The recipes come from partnering with “Tastemakers” that have existing content to share, such as Real Simple, Cooking Light and MOMables. The food is prepped at two distribution centers at this time. The first center is in Sacramento, CA and the other is New Jersey. There are plans to expand into the Midwest.
We have a mix of picky eaters and foodies in my family, and each one of us ordered a meal that we’d prepare ourselves. The recipes were closely followed for the meals (except me of course; I have to Brigitt-ize everything a little bit).
These are the 5 take-aways from our meal kit experience:
(1) Encourages you to cook at home. Each shipment contains fresh ingredients that are delivered to your door so you can have a home-cooked meal that is prepared by you. You can schedule the meals to be delivered on certain dates to fit your personal calendar.
(2) Time saver. It’s not a big deal for me to clean and chop everything, but receiving the ingredients already prepared (pre-cleaned and portioned) did save on time. You do have to recycle the individual plastic containers that the ingredients are shipped in, but don’t have to recycle a big cardboard box.
(3) Cooking lessons. It turns out this was a great experience to teach my two sons about cooking. They haven’t been enthusiastic about cooking before. This was an opportunity to let them be in charge in the kitchen too.
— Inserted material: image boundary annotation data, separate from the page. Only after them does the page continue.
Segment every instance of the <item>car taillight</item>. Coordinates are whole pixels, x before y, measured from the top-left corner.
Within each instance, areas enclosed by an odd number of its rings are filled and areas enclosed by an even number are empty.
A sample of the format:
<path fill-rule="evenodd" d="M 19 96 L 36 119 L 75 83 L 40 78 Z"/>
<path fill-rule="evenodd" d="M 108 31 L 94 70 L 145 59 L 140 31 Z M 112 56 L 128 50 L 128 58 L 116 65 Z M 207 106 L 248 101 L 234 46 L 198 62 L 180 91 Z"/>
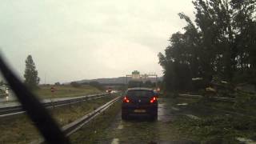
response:
<path fill-rule="evenodd" d="M 125 98 L 123 98 L 123 102 L 126 102 L 126 103 L 130 102 L 130 100 L 128 99 L 128 98 L 126 96 L 125 96 Z"/>
<path fill-rule="evenodd" d="M 157 102 L 157 97 L 156 96 L 154 96 L 151 99 L 150 99 L 150 103 L 154 103 Z"/>

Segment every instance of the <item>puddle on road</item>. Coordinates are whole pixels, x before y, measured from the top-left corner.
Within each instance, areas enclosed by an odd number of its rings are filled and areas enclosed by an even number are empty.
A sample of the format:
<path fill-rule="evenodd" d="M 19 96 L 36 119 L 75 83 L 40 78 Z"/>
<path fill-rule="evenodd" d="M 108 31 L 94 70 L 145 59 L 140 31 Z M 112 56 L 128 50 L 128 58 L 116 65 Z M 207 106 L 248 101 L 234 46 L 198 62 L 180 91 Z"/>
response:
<path fill-rule="evenodd" d="M 171 120 L 172 117 L 170 115 L 171 110 L 166 106 L 165 103 L 158 103 L 158 121 L 169 122 Z"/>
<path fill-rule="evenodd" d="M 187 103 L 178 103 L 177 106 L 187 106 Z"/>
<path fill-rule="evenodd" d="M 122 124 L 122 122 L 119 123 L 119 125 L 118 125 L 118 130 L 123 129 L 123 125 Z"/>
<path fill-rule="evenodd" d="M 114 138 L 111 144 L 119 144 L 119 138 Z"/>

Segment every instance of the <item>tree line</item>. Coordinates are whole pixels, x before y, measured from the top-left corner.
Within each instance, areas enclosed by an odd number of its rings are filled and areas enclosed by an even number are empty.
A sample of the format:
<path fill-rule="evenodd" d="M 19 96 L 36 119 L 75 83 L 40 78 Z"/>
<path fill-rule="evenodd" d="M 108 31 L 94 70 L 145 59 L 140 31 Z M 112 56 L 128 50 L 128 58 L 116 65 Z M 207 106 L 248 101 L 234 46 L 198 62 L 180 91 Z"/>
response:
<path fill-rule="evenodd" d="M 207 85 L 214 78 L 256 84 L 255 0 L 194 0 L 195 20 L 170 38 L 159 53 L 167 90 L 193 88 L 192 78 Z"/>

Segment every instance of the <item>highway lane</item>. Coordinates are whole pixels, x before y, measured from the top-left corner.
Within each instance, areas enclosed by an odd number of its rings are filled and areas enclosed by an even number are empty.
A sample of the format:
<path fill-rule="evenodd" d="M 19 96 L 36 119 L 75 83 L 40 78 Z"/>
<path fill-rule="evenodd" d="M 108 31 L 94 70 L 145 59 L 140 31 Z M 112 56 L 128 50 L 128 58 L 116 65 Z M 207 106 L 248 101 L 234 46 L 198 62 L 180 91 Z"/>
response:
<path fill-rule="evenodd" d="M 86 142 L 86 143 L 194 143 L 194 142 L 181 138 L 182 136 L 172 126 L 172 122 L 183 113 L 190 114 L 181 111 L 177 107 L 178 102 L 172 102 L 170 98 L 160 98 L 158 121 L 155 122 L 149 121 L 146 118 L 122 120 L 121 106 L 119 106 L 119 110 L 107 128 L 104 128 L 105 130 L 101 132 L 96 130 L 95 139 Z M 83 134 L 82 132 L 78 135 L 82 138 L 88 138 L 88 133 L 84 136 L 81 134 Z M 86 143 L 85 140 L 81 138 L 80 142 L 76 141 L 74 143 Z"/>

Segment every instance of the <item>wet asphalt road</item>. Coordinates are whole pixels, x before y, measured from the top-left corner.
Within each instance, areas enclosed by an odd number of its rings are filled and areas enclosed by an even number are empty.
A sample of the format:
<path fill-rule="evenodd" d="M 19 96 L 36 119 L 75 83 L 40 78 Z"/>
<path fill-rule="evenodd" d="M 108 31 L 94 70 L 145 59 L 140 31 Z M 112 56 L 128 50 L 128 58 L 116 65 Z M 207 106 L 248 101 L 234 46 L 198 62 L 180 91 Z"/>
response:
<path fill-rule="evenodd" d="M 181 104 L 181 105 L 180 105 Z M 171 122 L 179 115 L 186 115 L 185 111 L 180 110 L 180 106 L 186 103 L 170 102 L 170 99 L 158 100 L 158 121 L 150 122 L 146 118 L 137 118 L 124 121 L 121 118 L 121 110 L 115 116 L 114 121 L 105 130 L 99 143 L 197 143 L 182 140 L 170 127 Z M 194 116 L 194 115 L 193 115 Z M 194 116 L 196 117 L 196 116 Z M 196 117 L 197 118 L 197 117 Z"/>

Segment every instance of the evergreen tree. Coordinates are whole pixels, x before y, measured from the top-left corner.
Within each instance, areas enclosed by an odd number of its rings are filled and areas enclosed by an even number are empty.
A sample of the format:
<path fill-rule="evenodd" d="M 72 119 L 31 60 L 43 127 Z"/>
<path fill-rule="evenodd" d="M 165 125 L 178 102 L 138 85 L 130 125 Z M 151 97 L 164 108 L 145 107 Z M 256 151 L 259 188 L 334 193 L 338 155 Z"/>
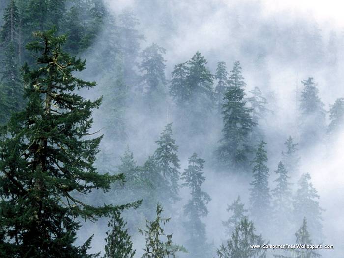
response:
<path fill-rule="evenodd" d="M 226 89 L 228 86 L 228 73 L 227 71 L 226 63 L 225 62 L 219 62 L 217 63 L 216 72 L 215 74 L 215 79 L 217 81 L 217 84 L 215 90 L 216 105 L 219 112 L 221 112 L 222 105 L 224 104 L 223 101 Z"/>
<path fill-rule="evenodd" d="M 271 191 L 273 216 L 276 224 L 283 221 L 284 224 L 292 221 L 292 201 L 291 199 L 291 190 L 289 182 L 290 177 L 288 171 L 281 161 L 278 163 L 275 172 L 278 176 L 274 181 L 277 185 Z"/>
<path fill-rule="evenodd" d="M 246 107 L 242 88 L 246 84 L 241 70 L 239 62 L 235 62 L 229 76 L 230 86 L 227 88 L 222 105 L 223 138 L 216 153 L 224 165 L 247 168 L 249 166 L 248 153 L 251 151 L 248 140 L 256 124 L 251 116 L 252 109 Z"/>
<path fill-rule="evenodd" d="M 189 100 L 192 93 L 187 80 L 188 72 L 188 66 L 185 62 L 175 65 L 171 74 L 170 94 L 179 105 Z"/>
<path fill-rule="evenodd" d="M 168 124 L 160 139 L 155 142 L 158 147 L 155 150 L 154 157 L 161 174 L 168 181 L 168 188 L 172 194 L 171 199 L 175 201 L 179 199 L 178 170 L 180 165 L 177 155 L 178 146 L 172 136 L 172 123 Z"/>
<path fill-rule="evenodd" d="M 308 173 L 302 174 L 299 180 L 299 188 L 294 197 L 293 206 L 295 221 L 307 218 L 309 229 L 314 240 L 317 243 L 323 240 L 321 214 L 324 210 L 316 201 L 320 196 L 313 186 Z"/>
<path fill-rule="evenodd" d="M 127 223 L 121 217 L 119 211 L 114 214 L 108 224 L 111 229 L 106 232 L 105 255 L 103 258 L 132 258 L 136 253 L 133 250 L 133 243 L 128 233 L 128 229 L 124 229 Z"/>
<path fill-rule="evenodd" d="M 299 245 L 312 245 L 311 237 L 307 230 L 307 223 L 306 217 L 304 217 L 302 225 L 295 234 L 296 237 L 296 244 Z M 321 257 L 321 255 L 312 249 L 302 248 L 300 249 L 290 249 L 288 250 L 292 256 L 274 255 L 276 258 L 316 258 Z"/>
<path fill-rule="evenodd" d="M 121 55 L 123 61 L 124 83 L 133 86 L 139 82 L 139 77 L 135 71 L 137 67 L 137 58 L 140 41 L 144 39 L 137 29 L 139 20 L 132 10 L 124 9 L 118 16 L 118 32 Z"/>
<path fill-rule="evenodd" d="M 344 125 L 344 99 L 338 98 L 330 109 L 330 124 L 327 132 L 329 134 L 339 131 Z"/>
<path fill-rule="evenodd" d="M 191 190 L 191 197 L 184 207 L 185 215 L 188 221 L 185 224 L 186 229 L 190 235 L 187 248 L 193 257 L 206 257 L 209 253 L 209 245 L 206 243 L 205 226 L 201 218 L 208 215 L 206 205 L 210 201 L 209 195 L 201 190 L 201 185 L 205 180 L 203 176 L 204 160 L 197 157 L 194 153 L 189 158 L 189 166 L 182 174 L 183 184 Z"/>
<path fill-rule="evenodd" d="M 240 197 L 238 196 L 238 198 L 234 200 L 232 204 L 228 205 L 226 210 L 233 213 L 228 220 L 222 222 L 222 225 L 226 228 L 226 234 L 230 236 L 236 226 L 241 220 L 247 217 L 245 213 L 247 212 L 247 210 L 244 208 L 244 203 L 240 202 Z"/>
<path fill-rule="evenodd" d="M 93 166 L 101 136 L 85 137 L 101 99 L 75 93 L 95 83 L 74 76 L 85 61 L 62 51 L 66 38 L 54 32 L 37 33 L 27 46 L 41 53 L 36 69 L 24 69 L 28 103 L 12 115 L 0 143 L 0 250 L 6 257 L 94 257 L 87 254 L 90 239 L 73 244 L 77 219 L 94 220 L 118 208 L 87 205 L 74 194 L 107 191 L 122 177 L 99 174 Z"/>
<path fill-rule="evenodd" d="M 265 149 L 266 143 L 262 141 L 256 152 L 253 161 L 253 180 L 250 183 L 250 212 L 260 226 L 270 216 L 271 196 L 268 187 L 269 169 L 266 166 L 267 155 Z"/>
<path fill-rule="evenodd" d="M 165 92 L 166 85 L 165 63 L 166 61 L 164 59 L 162 54 L 165 53 L 164 48 L 153 43 L 141 53 L 142 61 L 139 67 L 143 73 L 142 79 L 146 86 L 145 92 L 149 96 L 156 95 L 161 97 Z"/>
<path fill-rule="evenodd" d="M 176 253 L 185 251 L 182 246 L 173 245 L 172 234 L 167 235 L 164 233 L 162 226 L 168 222 L 170 218 L 162 218 L 162 207 L 158 204 L 156 218 L 153 221 L 146 221 L 146 229 L 139 229 L 145 236 L 146 240 L 146 246 L 141 258 L 168 258 L 170 256 L 175 258 L 176 257 Z M 166 242 L 162 239 L 163 238 L 166 238 Z"/>
<path fill-rule="evenodd" d="M 219 258 L 265 258 L 266 250 L 251 248 L 250 245 L 264 244 L 260 235 L 255 234 L 253 222 L 244 217 L 236 225 L 230 239 L 222 244 L 217 250 Z"/>
<path fill-rule="evenodd" d="M 296 173 L 298 172 L 300 157 L 298 155 L 297 145 L 298 143 L 294 143 L 294 139 L 291 136 L 284 143 L 287 151 L 282 151 L 282 163 L 287 171 Z"/>
<path fill-rule="evenodd" d="M 1 72 L 0 91 L 3 101 L 0 103 L 1 115 L 0 124 L 7 122 L 11 113 L 19 111 L 23 107 L 23 86 L 19 69 L 18 26 L 19 12 L 16 3 L 9 1 L 5 10 L 4 24 L 0 33 L 3 56 Z"/>
<path fill-rule="evenodd" d="M 304 86 L 300 101 L 301 116 L 300 144 L 309 146 L 323 138 L 326 132 L 324 104 L 318 96 L 319 90 L 313 78 L 302 81 Z"/>
<path fill-rule="evenodd" d="M 264 133 L 258 125 L 261 123 L 262 120 L 265 120 L 269 110 L 266 107 L 267 101 L 263 96 L 258 87 L 255 87 L 254 89 L 249 92 L 251 94 L 251 96 L 248 98 L 247 100 L 252 111 L 252 120 L 256 124 L 252 130 L 250 142 L 251 144 L 253 143 L 255 145 L 258 144 L 264 138 Z"/>

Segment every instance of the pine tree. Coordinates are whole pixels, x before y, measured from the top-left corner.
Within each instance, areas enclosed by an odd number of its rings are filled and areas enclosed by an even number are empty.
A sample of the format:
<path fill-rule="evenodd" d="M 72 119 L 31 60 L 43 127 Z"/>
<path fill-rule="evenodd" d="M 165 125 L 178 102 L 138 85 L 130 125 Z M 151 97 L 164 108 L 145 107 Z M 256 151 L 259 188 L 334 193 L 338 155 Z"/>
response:
<path fill-rule="evenodd" d="M 228 73 L 227 71 L 226 63 L 225 62 L 217 63 L 216 72 L 215 74 L 215 79 L 217 81 L 217 84 L 215 87 L 215 95 L 216 105 L 219 112 L 222 110 L 222 105 L 224 104 L 223 99 L 228 86 Z"/>
<path fill-rule="evenodd" d="M 251 116 L 252 109 L 247 108 L 242 88 L 245 85 L 239 62 L 234 63 L 222 105 L 224 115 L 223 138 L 216 151 L 218 159 L 225 165 L 247 168 L 248 153 L 251 151 L 248 140 L 256 124 Z"/>
<path fill-rule="evenodd" d="M 327 133 L 331 135 L 340 131 L 344 125 L 344 99 L 338 98 L 330 109 L 330 124 Z"/>
<path fill-rule="evenodd" d="M 307 230 L 307 223 L 306 217 L 304 217 L 302 225 L 295 234 L 296 237 L 296 244 L 299 245 L 312 245 L 311 237 Z M 300 249 L 290 249 L 288 252 L 292 256 L 274 255 L 276 258 L 316 258 L 321 257 L 321 255 L 312 249 L 302 248 Z"/>
<path fill-rule="evenodd" d="M 258 87 L 255 87 L 249 92 L 251 94 L 251 96 L 247 98 L 247 101 L 252 111 L 252 121 L 256 124 L 252 130 L 250 142 L 255 145 L 258 144 L 264 138 L 264 132 L 258 125 L 262 120 L 265 120 L 266 114 L 269 111 L 266 107 L 267 104 L 266 98 L 263 96 Z"/>
<path fill-rule="evenodd" d="M 133 250 L 133 243 L 128 233 L 128 229 L 124 229 L 127 223 L 117 211 L 108 224 L 111 229 L 106 232 L 105 254 L 103 258 L 132 258 L 136 253 Z"/>
<path fill-rule="evenodd" d="M 313 78 L 302 81 L 304 86 L 300 100 L 301 115 L 300 144 L 308 146 L 323 138 L 326 132 L 324 104 L 319 97 L 319 90 Z"/>
<path fill-rule="evenodd" d="M 161 97 L 165 92 L 167 83 L 165 76 L 166 61 L 162 54 L 165 53 L 164 48 L 153 43 L 141 53 L 142 61 L 139 68 L 143 73 L 142 79 L 146 86 L 144 91 L 148 96 L 157 95 Z"/>
<path fill-rule="evenodd" d="M 298 172 L 300 157 L 298 155 L 297 145 L 298 143 L 294 143 L 294 139 L 291 136 L 289 136 L 284 143 L 287 151 L 282 151 L 282 163 L 287 171 L 296 173 Z"/>
<path fill-rule="evenodd" d="M 300 221 L 303 218 L 307 218 L 309 229 L 314 240 L 321 243 L 323 240 L 321 214 L 324 210 L 316 199 L 320 199 L 317 191 L 315 188 L 308 173 L 302 174 L 299 180 L 299 188 L 294 197 L 294 219 Z"/>
<path fill-rule="evenodd" d="M 145 248 L 141 258 L 168 258 L 170 256 L 176 257 L 177 252 L 185 252 L 185 249 L 173 244 L 172 234 L 167 235 L 162 226 L 170 221 L 170 218 L 161 217 L 163 208 L 158 204 L 156 206 L 156 218 L 153 221 L 146 221 L 146 229 L 139 229 L 139 231 L 144 236 L 146 240 Z M 164 242 L 162 238 L 166 238 Z"/>
<path fill-rule="evenodd" d="M 180 165 L 177 155 L 178 146 L 175 144 L 175 140 L 172 136 L 172 123 L 168 124 L 159 140 L 155 142 L 158 147 L 154 153 L 154 157 L 161 174 L 168 181 L 169 189 L 172 193 L 171 199 L 176 201 L 179 199 L 180 172 L 178 170 Z"/>
<path fill-rule="evenodd" d="M 189 158 L 189 166 L 182 174 L 183 184 L 191 190 L 191 197 L 184 206 L 184 212 L 188 217 L 188 221 L 185 224 L 186 229 L 189 235 L 187 247 L 193 257 L 206 257 L 209 252 L 209 245 L 206 243 L 205 226 L 201 218 L 208 215 L 206 204 L 210 201 L 209 195 L 201 190 L 201 185 L 205 180 L 203 176 L 204 160 L 197 157 L 194 153 Z"/>
<path fill-rule="evenodd" d="M 292 201 L 291 199 L 291 190 L 289 182 L 290 177 L 288 171 L 281 161 L 278 163 L 275 172 L 278 176 L 274 181 L 277 185 L 271 190 L 274 219 L 276 224 L 283 221 L 284 224 L 292 221 Z"/>
<path fill-rule="evenodd" d="M 41 53 L 37 68 L 25 68 L 27 106 L 12 115 L 0 143 L 0 250 L 6 257 L 94 257 L 86 253 L 90 239 L 73 244 L 77 219 L 94 220 L 118 208 L 90 206 L 75 197 L 107 191 L 121 177 L 99 174 L 93 166 L 102 137 L 85 137 L 101 99 L 75 93 L 95 83 L 74 76 L 85 61 L 64 53 L 65 37 L 54 33 L 38 32 L 27 46 Z"/>
<path fill-rule="evenodd" d="M 240 202 L 240 197 L 238 196 L 238 198 L 234 200 L 232 204 L 228 205 L 226 210 L 233 213 L 228 220 L 222 222 L 222 225 L 226 228 L 226 234 L 230 236 L 236 226 L 241 220 L 247 217 L 245 214 L 247 212 L 247 210 L 244 208 L 244 204 Z"/>
<path fill-rule="evenodd" d="M 189 100 L 192 93 L 187 80 L 188 68 L 186 62 L 180 63 L 174 66 L 171 74 L 170 94 L 179 105 L 184 104 Z"/>
<path fill-rule="evenodd" d="M 262 141 L 256 152 L 253 161 L 253 180 L 250 183 L 250 212 L 260 226 L 270 218 L 271 196 L 268 187 L 269 169 L 266 166 L 267 155 L 265 149 L 266 143 Z"/>
<path fill-rule="evenodd" d="M 244 217 L 236 225 L 231 238 L 217 250 L 219 258 L 265 258 L 266 249 L 251 248 L 250 245 L 264 244 L 260 235 L 255 234 L 253 222 Z"/>
<path fill-rule="evenodd" d="M 1 115 L 0 124 L 7 122 L 12 112 L 19 111 L 23 107 L 23 86 L 19 69 L 18 26 L 19 12 L 13 0 L 10 1 L 5 10 L 4 24 L 0 33 L 3 53 L 0 91 L 3 102 L 0 103 Z"/>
(4) You know what’s in your food. We actually talked about the process after, what the boys learned, and how they might tweak the ingredients like mom did. They liked knowing which ingredients went into their meal and want to try again.
(5) Less hassle and less waste. The FreshRealm packaging (reusable vessel)* didn’t require me to pull out some scissors to open a corrugated container. I just removed the tamper bands, opened the latches and the door came off easily (held on by magnets).
*With the first order you get a reusable carrying bag to unpack the prepped meal ingredients and simply leave the vessel by your front door so that FedEx can pick up the next day.
Turns out meal kits are a simple way to get picky eaters to try different foods and helps foodies satisfy their desire for diverse meals. I don’t see this meal kit trend going away anytime soon either. Especially if college students and twenty-somethings find the service beneficial. What are your thoughts about this?